Did you guys see the other day where McCain was, like, “The fundamentals of the economy are strong,” and then it was pointed out to him that they were not, and then a few hours later, he's all, “The fundamentals of the economy are at risk”?
Whatever, dude. As the real future president has been saying, we don't need politicians to tell us times are tough.
But I'm not here to bum you out with schmeconomics. If the salad days are over—the Insalata Tricolore at Arrivaderci salad days—then let the return to iceberg commence!
In May, one of the nation's largest cooking sites, AllRecipes.com, reported that traffic to recipe pages using low-cost ingredients nearly doubled in the first three months of the year and that searches for low-cost foods increased as much 107 percent. In June, I wrote about the recession-led increase in sales of Spam luncheon globs.
And all that was before the economic downturn had turned into an economic smackdown. Imagine how many folks are back on the old college diet of ramen and peanut butter now that unemployment is higher than 6 percent and the market looks like it got looted in a riot.
What precedent do we have to help us figure out how to turn $1.27 in lint-coated couch change into a hearty meal for four?
I mean, other than Taco Jacks, MacNasties and Double Troubles.
We must turn to the likes of my grandmother, to her generation of penny-pinchers and string-savers. That's right, time to learn something more from them than “Wear a sweater” and “I've got your nose.” The Shitty Depression survivors (you call it “Great” if you want) knew how to get by.

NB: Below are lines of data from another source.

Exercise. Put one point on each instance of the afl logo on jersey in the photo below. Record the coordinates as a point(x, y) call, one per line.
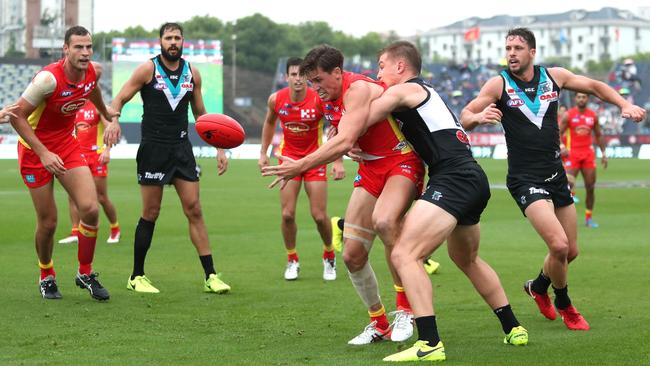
point(462, 137)
point(515, 103)
point(72, 106)
point(296, 127)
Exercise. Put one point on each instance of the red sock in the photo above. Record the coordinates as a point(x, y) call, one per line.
point(292, 255)
point(86, 247)
point(401, 300)
point(380, 317)
point(329, 254)
point(47, 269)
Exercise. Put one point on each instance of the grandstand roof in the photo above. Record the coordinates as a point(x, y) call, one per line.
point(606, 13)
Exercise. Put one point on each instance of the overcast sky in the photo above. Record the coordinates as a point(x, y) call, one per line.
point(355, 17)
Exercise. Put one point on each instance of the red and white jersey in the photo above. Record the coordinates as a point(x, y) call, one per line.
point(54, 117)
point(580, 126)
point(382, 139)
point(301, 122)
point(89, 129)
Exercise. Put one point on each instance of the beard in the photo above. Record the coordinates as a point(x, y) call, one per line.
point(171, 58)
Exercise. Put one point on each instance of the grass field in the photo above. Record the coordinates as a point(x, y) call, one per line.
point(268, 321)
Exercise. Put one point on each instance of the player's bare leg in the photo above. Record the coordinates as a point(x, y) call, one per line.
point(109, 209)
point(188, 192)
point(392, 204)
point(78, 182)
point(546, 222)
point(317, 194)
point(288, 200)
point(358, 236)
point(589, 177)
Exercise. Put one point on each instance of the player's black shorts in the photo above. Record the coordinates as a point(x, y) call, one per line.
point(526, 190)
point(463, 192)
point(159, 163)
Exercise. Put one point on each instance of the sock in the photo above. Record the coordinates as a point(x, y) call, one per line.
point(208, 265)
point(401, 301)
point(86, 247)
point(143, 236)
point(47, 269)
point(380, 317)
point(562, 300)
point(427, 329)
point(115, 228)
point(507, 318)
point(328, 252)
point(541, 283)
point(292, 255)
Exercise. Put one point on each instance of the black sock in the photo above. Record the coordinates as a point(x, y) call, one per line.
point(208, 265)
point(507, 318)
point(428, 330)
point(562, 300)
point(541, 283)
point(143, 235)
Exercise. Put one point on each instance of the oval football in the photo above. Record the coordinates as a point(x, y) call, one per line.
point(220, 130)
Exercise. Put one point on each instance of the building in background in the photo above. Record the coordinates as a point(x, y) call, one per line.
point(574, 37)
point(35, 28)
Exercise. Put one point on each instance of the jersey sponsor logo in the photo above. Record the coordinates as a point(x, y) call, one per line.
point(549, 97)
point(308, 114)
point(156, 175)
point(515, 103)
point(462, 137)
point(73, 106)
point(297, 127)
point(534, 190)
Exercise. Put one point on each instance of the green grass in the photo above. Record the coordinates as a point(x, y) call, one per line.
point(268, 321)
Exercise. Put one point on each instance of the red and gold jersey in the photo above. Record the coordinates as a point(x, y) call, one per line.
point(301, 122)
point(53, 119)
point(381, 140)
point(580, 127)
point(89, 129)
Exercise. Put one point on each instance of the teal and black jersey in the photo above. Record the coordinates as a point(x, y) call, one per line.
point(530, 124)
point(165, 99)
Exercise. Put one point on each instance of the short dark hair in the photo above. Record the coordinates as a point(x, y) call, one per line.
point(76, 30)
point(406, 50)
point(170, 27)
point(324, 56)
point(293, 61)
point(524, 33)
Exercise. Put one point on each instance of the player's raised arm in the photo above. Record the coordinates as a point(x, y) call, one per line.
point(268, 130)
point(483, 108)
point(568, 80)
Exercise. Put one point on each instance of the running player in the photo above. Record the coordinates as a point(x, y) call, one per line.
point(47, 149)
point(167, 85)
point(389, 179)
point(524, 98)
point(301, 115)
point(581, 122)
point(449, 209)
point(89, 131)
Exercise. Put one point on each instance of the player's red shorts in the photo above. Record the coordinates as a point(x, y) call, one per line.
point(34, 173)
point(373, 174)
point(582, 159)
point(317, 174)
point(96, 168)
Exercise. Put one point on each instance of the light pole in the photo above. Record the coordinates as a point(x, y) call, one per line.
point(234, 66)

My grandmother's mother, as legend has it, operated the “best gin still on the South Side (of Chicago).” And my great grandmother on my mother's side cured some seriously garlicky pickles in jars that lined the shelves of her old brownstone in Skokie. Your grandparents or great-grandparents probably mastered some survival-mode sustenance, too. Someone in your family knew how to transform two turnips, butter, cornflakes and a handful of peas into breakfast, lunch and dinner. Ask around.
How have you been making up for half of your food money going into the gas tank? I've been eating out less, drinking more water so I won't be as hungry and trying to prepare more dishes at home that I can extend through the week. I've also been scouring food blogs and historical websites to learn about how folks avoided going hungry in the 1930s.
Of course, with 26-percent unemployment, lots of them were standing in soup-kitchen lines or eating beans out of cans in hobo camps. You can check out romanticized depictions of the era in movies like Frank Capra's It Happened One Night and John Ford's The Grapes of Wrath, which was also made into a pretty good book, I hear.
This is one of my favorite Depression food reminiscences so far. It was posted by “ocdreamer” on Roadfood.com:
“I remember my Mom talking about the meals her mother made during the Depression. There were 8 kids & the food budget wasn't very big. My mom said that when they had strawberry shortcake for dinner that's all they had. Not that spongy stuff you see today but a biscuit type of shortbread with sliced strawberries & cream poured over top. Corn was cheap, so they'd make a meal of that. Then there was egg noodles topped with onions fried in butter & stewed tomatoes. These were weeknight dinners. The meal with meat would be saved for Sunday.”
The part about strawberry shortcake being an entire dinner makes me simultaneously sad and happy. The part about corn being a meal unto itself makes me hungry. I can easily imagine boiling a big pot of corn on the cob, pulling 'em out of the water all hot and juicy, and making a meal of 'em, couldn't you? Especially if you had butter or margarine, salt and maybe some hot sauce. You can still get a bottle of hot sauce for less than a dollar almost anywhere.
The noodle dish sounds good, too. I'm tempted to make it. I'll hit up my dad's or aunt's garden for the tomatoes. I'd rather have no tomato than eat one of those cheap mutants from the grocery store.
And then there's the thing about meat being just for Sunday. I don't need to worry about that because I never touch the stuff. That's something you might consider in developing your own neo-Depression (or recession-plus, über-recession, Depressionette or whatever you wanna call it) diet. Your money will go further, and your health and environment will benefit, as well. I'm not telling you what to do—I'm just saying.
Here's a tasty-looking recipe posted to the same site by “Leethethebard”:
“Depression era meal from my grandmother's file box… It's called Spinach and Potatoes… and I've heard from other old timers (over 50) who remember it. Heat olive oil and garlic in a pot. Add lots of fresh spinach (frozen in a pinch). Boil down… salt generously. Add a generous amount of peeled potatoes, cut in 1 1/2 inch squares. Cook 'til potatoes are soft to the fork… Enjoy! We ate this as a full stew-like meal.”
Sounds like a good dish to share with your hobo friends while watching the Obama/McCain debate this Friday.